Hannah Ribble Buck (1803-1868)
Hannah Ribble and Abner Buck were married on November 9, 1828 in Elmira, New York. Nine of their children were born in New York before the family came to Illinois in 1844. Two more children were born in McHenry County. Abner Buck was a farmer. His farm was located near the current intersection of Virginia Road and Rakow Road. The Buck farm had many animals such as turkeys, geese, chickens, Moreno sheep, cows, and horses. The family also raised crops. The animals and crops were needed to feed the large family and they were also sold for profit. The family were members of the First Congregational Church of Crystal Lake. One of their daughters, Martha, married a minister from the church.
Colonel Gustavus A. Palmer (1805-1884) and Henrietta Gearhart Palmer (1812-1884)
Colonel Palmer and his wife Henrietta lived in the Crystal Lake area for over forty years until their deaths in 1884. They both died within days of each other from Typhoid Pneumonia. The Palmers had a house built on bounty land which Col. Palmer earned in the little known Patriots War of 1837-1838. His homestead came to be known as “Palmer’s Corners.” This Greek Revival house has been designated as a City of Crystal Lake Landmark, as well as it is the only building in Crystal Lake which is listed on the National Register for Historic Places. The Palmers had three children: Charlotte, John and Emma.
Seth H. Nash (1840-1910)
Seth Nash was born in Portage Township, Livingston County, New York, the son of Edgar J. and Esther Nash. In 1853, he came to Illinois, and in 1854 settled in Crystal Lake. He owned 83 acres of which 70 were cultivated. He also ran a small dairy comprised of Jersey graded cows. His farm was along what is now Route 14 near the intersection of Keith Avenue. On February 26, 1863, he married Mary Jane Simpson in Kane County, Illinois. They had two children: Clara and Charles. Mary Jane died in 1896 of consumption. Seth’s second wife was Sarah Ashton, daughter of Thomas Ashton, who was the owner of the Ashton House Hotel in Crystal Lake. Seth joined the First Congregational Church of Crystal Lake in June of 1862. He was Church Clerk for three years and was on the first Board of Society Trustees. Seth met his death when the wheel of a hay wagon on which he was riding, hit a large rock and threw him from the wagon.

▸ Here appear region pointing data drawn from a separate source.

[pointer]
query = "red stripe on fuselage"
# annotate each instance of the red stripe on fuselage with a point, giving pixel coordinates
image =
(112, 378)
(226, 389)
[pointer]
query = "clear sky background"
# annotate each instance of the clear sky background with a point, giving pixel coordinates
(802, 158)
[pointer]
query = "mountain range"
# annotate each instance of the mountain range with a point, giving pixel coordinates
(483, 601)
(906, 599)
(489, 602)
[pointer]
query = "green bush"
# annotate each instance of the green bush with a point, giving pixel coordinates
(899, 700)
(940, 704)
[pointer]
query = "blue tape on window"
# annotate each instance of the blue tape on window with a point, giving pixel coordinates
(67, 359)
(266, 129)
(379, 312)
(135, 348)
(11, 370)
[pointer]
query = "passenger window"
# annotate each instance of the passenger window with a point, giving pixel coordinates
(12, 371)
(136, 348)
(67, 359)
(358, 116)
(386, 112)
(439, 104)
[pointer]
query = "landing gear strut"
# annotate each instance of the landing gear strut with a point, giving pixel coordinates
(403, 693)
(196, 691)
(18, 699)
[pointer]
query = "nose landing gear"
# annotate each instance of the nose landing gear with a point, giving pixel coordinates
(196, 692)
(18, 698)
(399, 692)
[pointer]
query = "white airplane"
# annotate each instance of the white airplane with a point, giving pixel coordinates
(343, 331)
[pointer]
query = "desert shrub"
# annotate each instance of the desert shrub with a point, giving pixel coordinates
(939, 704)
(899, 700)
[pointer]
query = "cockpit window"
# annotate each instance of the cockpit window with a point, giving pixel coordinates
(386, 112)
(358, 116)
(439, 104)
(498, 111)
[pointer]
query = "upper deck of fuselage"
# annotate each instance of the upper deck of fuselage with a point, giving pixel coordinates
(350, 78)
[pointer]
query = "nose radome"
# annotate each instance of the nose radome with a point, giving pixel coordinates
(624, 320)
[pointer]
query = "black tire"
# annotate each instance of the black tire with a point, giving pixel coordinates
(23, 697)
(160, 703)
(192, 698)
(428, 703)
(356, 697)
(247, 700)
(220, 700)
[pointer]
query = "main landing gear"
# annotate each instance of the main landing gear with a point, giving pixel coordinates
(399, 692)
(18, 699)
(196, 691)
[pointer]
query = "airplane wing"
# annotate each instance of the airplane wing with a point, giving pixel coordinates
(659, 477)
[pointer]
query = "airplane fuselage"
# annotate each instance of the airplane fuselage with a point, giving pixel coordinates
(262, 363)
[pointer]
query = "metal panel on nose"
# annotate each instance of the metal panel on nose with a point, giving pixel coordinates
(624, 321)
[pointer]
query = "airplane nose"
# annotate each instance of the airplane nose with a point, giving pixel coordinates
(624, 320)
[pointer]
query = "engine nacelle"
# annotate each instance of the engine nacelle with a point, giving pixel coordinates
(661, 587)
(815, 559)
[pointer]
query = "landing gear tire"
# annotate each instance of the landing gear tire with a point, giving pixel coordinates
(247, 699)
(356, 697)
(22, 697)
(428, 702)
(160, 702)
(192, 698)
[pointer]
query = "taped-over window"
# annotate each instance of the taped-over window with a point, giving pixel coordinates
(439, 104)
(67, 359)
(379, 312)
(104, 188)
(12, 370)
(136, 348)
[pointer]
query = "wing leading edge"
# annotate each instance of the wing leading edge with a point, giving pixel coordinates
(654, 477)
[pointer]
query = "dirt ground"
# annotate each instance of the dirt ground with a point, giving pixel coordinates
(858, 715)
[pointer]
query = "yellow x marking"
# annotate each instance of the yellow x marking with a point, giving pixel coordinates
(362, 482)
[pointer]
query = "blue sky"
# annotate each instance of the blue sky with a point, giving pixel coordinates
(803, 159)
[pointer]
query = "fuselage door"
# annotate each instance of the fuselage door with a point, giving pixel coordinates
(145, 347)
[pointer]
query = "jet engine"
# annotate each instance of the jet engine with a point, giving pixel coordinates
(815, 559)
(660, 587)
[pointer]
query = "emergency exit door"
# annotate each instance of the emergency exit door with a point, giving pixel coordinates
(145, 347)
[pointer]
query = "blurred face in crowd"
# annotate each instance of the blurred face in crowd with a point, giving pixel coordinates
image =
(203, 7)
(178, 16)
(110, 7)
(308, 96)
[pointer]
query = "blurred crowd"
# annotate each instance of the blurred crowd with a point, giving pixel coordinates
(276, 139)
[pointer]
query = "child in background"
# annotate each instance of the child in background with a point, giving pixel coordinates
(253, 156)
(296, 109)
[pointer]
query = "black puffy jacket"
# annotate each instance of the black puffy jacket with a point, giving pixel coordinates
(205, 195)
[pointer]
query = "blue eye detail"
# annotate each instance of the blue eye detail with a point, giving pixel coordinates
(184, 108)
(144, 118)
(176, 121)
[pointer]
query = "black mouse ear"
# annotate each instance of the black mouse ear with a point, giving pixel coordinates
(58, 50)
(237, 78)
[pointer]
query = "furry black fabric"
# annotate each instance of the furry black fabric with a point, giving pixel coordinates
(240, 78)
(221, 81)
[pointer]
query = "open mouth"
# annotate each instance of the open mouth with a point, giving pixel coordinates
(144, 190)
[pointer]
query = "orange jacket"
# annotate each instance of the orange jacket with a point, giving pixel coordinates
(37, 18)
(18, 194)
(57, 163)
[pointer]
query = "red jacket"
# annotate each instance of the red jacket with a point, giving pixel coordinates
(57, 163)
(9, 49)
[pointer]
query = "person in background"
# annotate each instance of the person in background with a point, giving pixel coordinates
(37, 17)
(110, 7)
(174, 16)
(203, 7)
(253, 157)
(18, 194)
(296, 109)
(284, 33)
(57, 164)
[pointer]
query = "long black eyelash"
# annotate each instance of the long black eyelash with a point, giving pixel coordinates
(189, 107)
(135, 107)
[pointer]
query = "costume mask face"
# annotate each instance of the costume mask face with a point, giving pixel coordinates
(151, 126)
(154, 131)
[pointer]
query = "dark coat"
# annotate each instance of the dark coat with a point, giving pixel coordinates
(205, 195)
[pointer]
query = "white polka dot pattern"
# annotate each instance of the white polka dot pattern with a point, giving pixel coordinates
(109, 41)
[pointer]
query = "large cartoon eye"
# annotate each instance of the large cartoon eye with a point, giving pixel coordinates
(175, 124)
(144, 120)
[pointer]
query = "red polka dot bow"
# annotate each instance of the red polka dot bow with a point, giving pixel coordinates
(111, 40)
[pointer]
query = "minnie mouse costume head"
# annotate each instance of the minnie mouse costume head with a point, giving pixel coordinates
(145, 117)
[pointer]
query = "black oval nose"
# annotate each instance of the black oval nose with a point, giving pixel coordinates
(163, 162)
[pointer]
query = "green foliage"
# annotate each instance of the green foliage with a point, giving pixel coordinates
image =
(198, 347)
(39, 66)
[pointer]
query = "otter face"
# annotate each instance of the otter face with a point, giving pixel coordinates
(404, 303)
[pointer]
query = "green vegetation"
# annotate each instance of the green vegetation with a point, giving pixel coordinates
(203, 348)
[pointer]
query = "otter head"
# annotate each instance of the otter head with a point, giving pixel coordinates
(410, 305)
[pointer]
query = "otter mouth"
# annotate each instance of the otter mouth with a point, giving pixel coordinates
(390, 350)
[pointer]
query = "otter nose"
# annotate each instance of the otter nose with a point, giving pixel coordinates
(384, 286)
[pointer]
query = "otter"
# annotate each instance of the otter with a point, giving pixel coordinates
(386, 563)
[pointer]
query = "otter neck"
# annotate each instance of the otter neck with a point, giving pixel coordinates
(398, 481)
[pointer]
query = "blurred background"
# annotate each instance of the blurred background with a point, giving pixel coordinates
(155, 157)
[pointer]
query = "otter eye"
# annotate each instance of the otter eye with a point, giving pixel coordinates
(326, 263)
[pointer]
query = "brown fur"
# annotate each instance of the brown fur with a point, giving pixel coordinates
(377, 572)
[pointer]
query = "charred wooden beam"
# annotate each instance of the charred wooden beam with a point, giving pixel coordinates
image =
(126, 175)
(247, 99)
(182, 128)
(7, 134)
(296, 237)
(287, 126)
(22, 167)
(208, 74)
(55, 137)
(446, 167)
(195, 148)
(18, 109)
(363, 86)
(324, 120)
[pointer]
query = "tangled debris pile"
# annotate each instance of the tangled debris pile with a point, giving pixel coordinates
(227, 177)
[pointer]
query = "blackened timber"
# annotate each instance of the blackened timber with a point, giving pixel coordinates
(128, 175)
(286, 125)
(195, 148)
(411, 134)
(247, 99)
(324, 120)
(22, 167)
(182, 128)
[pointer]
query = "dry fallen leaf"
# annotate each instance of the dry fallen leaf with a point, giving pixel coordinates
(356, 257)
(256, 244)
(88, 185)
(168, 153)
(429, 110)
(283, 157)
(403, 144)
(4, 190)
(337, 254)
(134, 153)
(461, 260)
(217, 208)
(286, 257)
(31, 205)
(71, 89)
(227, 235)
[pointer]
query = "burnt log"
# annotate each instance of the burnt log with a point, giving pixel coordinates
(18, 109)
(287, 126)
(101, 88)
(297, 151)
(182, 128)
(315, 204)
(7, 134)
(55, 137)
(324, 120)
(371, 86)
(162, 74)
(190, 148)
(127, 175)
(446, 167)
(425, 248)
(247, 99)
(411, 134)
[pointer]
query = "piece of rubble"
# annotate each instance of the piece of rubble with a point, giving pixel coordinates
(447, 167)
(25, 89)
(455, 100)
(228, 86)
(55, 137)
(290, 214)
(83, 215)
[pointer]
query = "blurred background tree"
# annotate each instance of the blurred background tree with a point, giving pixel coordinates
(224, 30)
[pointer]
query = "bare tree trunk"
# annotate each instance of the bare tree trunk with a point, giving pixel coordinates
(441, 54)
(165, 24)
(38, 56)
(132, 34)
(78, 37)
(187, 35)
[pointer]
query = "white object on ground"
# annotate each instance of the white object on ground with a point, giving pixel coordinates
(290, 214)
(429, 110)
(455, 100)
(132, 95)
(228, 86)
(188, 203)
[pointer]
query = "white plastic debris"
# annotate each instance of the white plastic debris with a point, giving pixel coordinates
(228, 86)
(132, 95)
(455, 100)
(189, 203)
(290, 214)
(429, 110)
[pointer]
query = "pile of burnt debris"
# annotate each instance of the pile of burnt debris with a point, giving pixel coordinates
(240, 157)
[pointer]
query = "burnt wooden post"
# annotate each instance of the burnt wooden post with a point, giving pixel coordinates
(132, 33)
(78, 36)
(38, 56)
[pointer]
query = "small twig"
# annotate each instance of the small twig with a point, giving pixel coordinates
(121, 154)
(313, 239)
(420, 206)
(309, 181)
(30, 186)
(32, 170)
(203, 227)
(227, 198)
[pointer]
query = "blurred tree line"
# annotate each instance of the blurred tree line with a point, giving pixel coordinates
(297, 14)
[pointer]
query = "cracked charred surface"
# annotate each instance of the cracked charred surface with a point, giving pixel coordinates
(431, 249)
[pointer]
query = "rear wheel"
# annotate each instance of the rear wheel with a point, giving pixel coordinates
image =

John H. Buehler (1851-1927)
John Buehler was born in Germany and came to the United States with his uncle when he was 14 years old. Both of the parents had died a year earlier. John operated a general merchandise store at the corner of McHenry and Virginia, an area which became known as “Buehler’s Corner”. Called “Judge” by his friends, John could often be found in shirtsleeves and suspenders, working evenings at his desk in the back of the store. In addition to operating the store, John Buehler was the city water bill collector, a real estate salesman, and an insurance salesman. The building for his store, which was in operation for over 50 years, was formerly the first German School. John Buehler was active in the German Lutheran Church, and established the first German Sunday School in Crystal Lake. In 1875, John married Christina Peters. Their marriage ceremony was performed by the new pastor of the German Lutheran Church, Henry Schmidt.